I’ve had two Rock bottom moments. The first was 6 years ago I was in a very stressful job, we were massively struggling with my son then in the space of a week my grandad died, my mum was diagnosed with terminal cancer, my son was diagnosed with autism and my uncle died. I just collapsed, spent two weeks in bed then started to climb slowly out of my hole. I had CBT, EMDR, hypnotherapy and I started walking and took up yoga.

A few months ago after months of back pain I collapsed unable to walk I was in severe pain and it gf as taken much a of recovery time and I’m still in pain every day

Jadorelabrador · 08/05/2025 22:06

Mine is outing and I have posted it too many times and I don’t want to be identifying.

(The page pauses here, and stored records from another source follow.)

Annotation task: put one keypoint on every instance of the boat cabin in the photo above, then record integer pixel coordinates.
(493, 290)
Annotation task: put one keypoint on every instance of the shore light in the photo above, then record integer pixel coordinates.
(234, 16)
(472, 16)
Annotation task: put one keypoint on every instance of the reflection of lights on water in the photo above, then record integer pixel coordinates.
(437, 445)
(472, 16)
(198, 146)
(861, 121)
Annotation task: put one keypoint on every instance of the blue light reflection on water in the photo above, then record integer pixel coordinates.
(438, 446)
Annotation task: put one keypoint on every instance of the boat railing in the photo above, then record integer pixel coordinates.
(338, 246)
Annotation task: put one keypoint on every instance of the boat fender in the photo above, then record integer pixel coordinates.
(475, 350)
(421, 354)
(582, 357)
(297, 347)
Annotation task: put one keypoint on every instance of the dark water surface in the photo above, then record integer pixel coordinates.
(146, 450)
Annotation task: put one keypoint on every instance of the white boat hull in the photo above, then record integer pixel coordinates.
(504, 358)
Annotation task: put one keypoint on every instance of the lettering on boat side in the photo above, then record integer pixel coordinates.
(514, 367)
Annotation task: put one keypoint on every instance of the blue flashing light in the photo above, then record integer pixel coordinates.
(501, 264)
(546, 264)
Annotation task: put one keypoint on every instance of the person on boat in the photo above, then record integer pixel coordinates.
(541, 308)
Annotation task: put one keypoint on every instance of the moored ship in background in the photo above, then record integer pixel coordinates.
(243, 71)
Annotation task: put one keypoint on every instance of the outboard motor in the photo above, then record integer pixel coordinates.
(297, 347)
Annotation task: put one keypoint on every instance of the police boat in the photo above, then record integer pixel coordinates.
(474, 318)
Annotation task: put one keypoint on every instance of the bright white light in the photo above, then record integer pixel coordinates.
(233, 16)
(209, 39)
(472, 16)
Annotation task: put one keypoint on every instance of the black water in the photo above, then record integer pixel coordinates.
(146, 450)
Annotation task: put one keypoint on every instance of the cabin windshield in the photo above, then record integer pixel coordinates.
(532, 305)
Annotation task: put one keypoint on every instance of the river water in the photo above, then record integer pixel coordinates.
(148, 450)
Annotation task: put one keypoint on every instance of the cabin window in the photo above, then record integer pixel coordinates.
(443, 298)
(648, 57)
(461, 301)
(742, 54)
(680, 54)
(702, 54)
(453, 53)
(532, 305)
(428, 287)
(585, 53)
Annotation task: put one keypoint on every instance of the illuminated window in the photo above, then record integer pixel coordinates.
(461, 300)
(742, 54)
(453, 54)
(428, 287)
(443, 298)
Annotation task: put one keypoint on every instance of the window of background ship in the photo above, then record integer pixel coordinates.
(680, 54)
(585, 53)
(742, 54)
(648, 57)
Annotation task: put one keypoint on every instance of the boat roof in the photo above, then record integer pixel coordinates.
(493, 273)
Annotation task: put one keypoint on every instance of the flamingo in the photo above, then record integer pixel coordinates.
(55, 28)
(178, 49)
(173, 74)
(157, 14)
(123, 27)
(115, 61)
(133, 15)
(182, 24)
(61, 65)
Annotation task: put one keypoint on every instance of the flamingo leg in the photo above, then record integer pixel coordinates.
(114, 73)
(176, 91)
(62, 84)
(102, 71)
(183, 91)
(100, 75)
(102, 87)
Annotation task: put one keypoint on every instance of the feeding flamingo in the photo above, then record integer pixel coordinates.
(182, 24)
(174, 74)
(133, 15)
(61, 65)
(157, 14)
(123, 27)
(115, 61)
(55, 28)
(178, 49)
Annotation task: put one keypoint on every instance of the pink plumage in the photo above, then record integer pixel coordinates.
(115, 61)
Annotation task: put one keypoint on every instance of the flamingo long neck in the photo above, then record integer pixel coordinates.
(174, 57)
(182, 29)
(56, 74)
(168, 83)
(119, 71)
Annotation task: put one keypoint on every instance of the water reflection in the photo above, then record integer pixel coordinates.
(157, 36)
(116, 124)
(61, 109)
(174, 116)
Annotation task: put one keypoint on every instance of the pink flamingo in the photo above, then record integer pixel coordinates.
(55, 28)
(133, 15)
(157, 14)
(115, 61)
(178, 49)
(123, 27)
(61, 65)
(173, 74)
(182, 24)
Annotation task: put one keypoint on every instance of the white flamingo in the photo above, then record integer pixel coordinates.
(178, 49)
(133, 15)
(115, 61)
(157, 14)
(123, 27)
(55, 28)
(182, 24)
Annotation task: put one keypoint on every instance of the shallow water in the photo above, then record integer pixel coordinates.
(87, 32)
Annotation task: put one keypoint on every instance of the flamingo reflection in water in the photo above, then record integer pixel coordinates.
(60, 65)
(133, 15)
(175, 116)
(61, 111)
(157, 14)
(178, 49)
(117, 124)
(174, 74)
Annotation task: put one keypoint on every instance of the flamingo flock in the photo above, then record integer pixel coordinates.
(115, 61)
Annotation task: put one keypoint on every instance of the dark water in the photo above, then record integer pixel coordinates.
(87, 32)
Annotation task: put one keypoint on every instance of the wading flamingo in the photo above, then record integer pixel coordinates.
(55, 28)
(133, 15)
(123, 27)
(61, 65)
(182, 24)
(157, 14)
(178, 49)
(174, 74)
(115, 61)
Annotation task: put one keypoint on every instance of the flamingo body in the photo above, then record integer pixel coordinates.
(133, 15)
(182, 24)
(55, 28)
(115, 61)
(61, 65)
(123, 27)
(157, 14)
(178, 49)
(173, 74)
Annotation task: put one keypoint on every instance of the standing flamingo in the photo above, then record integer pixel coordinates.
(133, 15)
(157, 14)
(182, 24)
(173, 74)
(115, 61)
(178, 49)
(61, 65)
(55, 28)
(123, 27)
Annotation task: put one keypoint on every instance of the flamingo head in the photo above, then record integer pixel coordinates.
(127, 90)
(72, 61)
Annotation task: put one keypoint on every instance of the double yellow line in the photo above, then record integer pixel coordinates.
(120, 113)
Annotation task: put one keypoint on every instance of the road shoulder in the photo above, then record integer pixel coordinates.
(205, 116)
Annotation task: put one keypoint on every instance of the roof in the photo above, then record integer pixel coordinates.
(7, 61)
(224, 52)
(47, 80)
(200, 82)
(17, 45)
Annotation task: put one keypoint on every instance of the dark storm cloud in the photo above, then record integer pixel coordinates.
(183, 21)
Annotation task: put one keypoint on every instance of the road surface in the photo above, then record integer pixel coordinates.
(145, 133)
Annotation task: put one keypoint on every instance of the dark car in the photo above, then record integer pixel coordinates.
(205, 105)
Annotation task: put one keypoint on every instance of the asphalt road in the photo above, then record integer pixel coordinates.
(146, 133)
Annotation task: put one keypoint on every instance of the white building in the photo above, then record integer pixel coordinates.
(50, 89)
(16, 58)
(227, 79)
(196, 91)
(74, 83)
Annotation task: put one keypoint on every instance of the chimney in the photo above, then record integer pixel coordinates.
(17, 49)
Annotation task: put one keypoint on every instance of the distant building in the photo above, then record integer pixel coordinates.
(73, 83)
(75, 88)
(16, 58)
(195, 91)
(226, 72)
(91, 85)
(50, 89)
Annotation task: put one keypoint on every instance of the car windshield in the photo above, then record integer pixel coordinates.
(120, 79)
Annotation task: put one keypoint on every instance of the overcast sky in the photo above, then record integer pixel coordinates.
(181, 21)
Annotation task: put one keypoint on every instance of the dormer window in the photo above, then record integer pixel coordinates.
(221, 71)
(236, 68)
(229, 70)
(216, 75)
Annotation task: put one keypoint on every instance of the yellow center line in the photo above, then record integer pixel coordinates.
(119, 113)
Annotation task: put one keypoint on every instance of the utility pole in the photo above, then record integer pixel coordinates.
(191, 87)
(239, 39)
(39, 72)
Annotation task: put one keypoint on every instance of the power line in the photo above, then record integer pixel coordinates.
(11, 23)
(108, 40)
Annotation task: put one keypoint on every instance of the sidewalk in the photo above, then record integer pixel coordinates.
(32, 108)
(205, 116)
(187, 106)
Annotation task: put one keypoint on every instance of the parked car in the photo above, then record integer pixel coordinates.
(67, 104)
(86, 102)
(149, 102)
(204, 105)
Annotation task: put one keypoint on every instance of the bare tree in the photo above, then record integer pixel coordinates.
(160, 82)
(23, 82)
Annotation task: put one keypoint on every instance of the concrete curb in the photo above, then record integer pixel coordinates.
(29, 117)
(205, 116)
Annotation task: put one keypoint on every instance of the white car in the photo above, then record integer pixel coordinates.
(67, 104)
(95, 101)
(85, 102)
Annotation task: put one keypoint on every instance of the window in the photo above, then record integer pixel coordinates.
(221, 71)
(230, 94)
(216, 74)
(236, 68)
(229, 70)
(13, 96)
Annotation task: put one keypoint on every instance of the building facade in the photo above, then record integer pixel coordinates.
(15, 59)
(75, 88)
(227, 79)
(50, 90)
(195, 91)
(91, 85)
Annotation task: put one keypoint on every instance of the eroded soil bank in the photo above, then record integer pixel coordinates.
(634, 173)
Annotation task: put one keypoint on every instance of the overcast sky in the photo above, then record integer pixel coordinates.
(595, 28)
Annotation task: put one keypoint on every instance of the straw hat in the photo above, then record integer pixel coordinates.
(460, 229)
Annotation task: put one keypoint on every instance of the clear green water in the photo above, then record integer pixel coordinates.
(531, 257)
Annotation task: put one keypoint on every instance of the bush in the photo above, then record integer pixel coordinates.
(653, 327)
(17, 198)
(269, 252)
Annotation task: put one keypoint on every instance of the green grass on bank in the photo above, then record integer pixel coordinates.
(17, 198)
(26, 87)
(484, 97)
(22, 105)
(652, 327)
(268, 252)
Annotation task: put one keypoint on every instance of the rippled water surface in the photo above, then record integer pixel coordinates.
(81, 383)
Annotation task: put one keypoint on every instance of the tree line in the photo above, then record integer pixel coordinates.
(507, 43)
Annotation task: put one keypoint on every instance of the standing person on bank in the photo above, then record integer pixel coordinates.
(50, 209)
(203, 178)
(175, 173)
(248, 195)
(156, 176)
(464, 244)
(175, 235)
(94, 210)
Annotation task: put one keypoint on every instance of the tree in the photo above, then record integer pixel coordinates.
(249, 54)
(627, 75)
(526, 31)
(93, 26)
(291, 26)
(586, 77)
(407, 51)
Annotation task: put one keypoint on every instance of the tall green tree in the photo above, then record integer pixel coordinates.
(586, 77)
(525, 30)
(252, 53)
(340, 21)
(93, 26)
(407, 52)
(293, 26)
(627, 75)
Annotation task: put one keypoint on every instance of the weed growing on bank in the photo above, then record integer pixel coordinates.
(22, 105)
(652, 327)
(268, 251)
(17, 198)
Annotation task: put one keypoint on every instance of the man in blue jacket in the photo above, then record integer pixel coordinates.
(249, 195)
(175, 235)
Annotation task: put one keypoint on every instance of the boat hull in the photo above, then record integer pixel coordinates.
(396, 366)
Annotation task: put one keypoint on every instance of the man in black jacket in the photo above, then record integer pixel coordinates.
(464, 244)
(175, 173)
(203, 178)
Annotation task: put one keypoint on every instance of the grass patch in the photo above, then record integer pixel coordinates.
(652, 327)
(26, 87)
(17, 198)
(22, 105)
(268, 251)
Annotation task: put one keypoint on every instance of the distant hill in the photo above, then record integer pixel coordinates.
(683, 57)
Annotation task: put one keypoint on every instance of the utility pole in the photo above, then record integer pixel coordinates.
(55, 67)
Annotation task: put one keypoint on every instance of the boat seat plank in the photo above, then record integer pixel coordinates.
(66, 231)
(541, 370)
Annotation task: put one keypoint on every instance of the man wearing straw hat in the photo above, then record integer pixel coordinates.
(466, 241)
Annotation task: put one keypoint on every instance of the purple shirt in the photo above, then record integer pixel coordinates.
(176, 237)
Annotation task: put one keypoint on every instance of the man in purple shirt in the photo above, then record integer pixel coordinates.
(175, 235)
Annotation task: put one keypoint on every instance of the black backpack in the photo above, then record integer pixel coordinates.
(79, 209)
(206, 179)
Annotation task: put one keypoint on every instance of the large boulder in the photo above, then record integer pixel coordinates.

I come from a highly abusive family / no contact with all of them.

I married an abuser. He destroyed my life.

I ended up a single parent and in piles of debt with SEN children. Met abusive men who seemed nice but were arseholes.

Went single got a dog, worked hard, did lots of therapy concentrated on my children (it’s hard but easier than with a bad partner). Did loads more therapy.

Had happy children ( hard and a nightmare at times) and I did a lot and still do self care.

A friend said you must meet x at work he’s you. A year I put him off. Met him. O m G he was lovely and kind and normal. He is now my DH, we now have 3 dogs, 2 horses, 3 kids and I’m about to go part time.

My own tips are these

  1. remove negative people
  2. live where you feel safe
  3. self care and create a safe home
  4. get a pet that loves you - as my user name suggests can’t be a Labrador
  5. Feel the sun on your face every day
  6. walk every day
  7. get out in the garden every day
  8. listen to great podcasts (no effort) like how to fail
  9. Therapy therapy therapy - and loads of loads of gentle gardening and dogs
  10. if you can manage a day manage an hour
findingjoy22 · 09/05/2025 13:59

Start small. Find small tiny things today that are going ok. Since things overall are hard, these are small tiny thigns. WRITE THEM DOWN, this helps your mind notice them more.

Here are some examples that i wrote down when i was going through a horrible time.

  • your warm cup
  • the way the sun shines through the window and cast a pattern of shadows
  • the feeling of peeling an apple
  • how a stranger gave me a smile on the bus for no reason
  • a flower sprouting in an unexpected place

Open your heart for the little things and joy will slowly enter.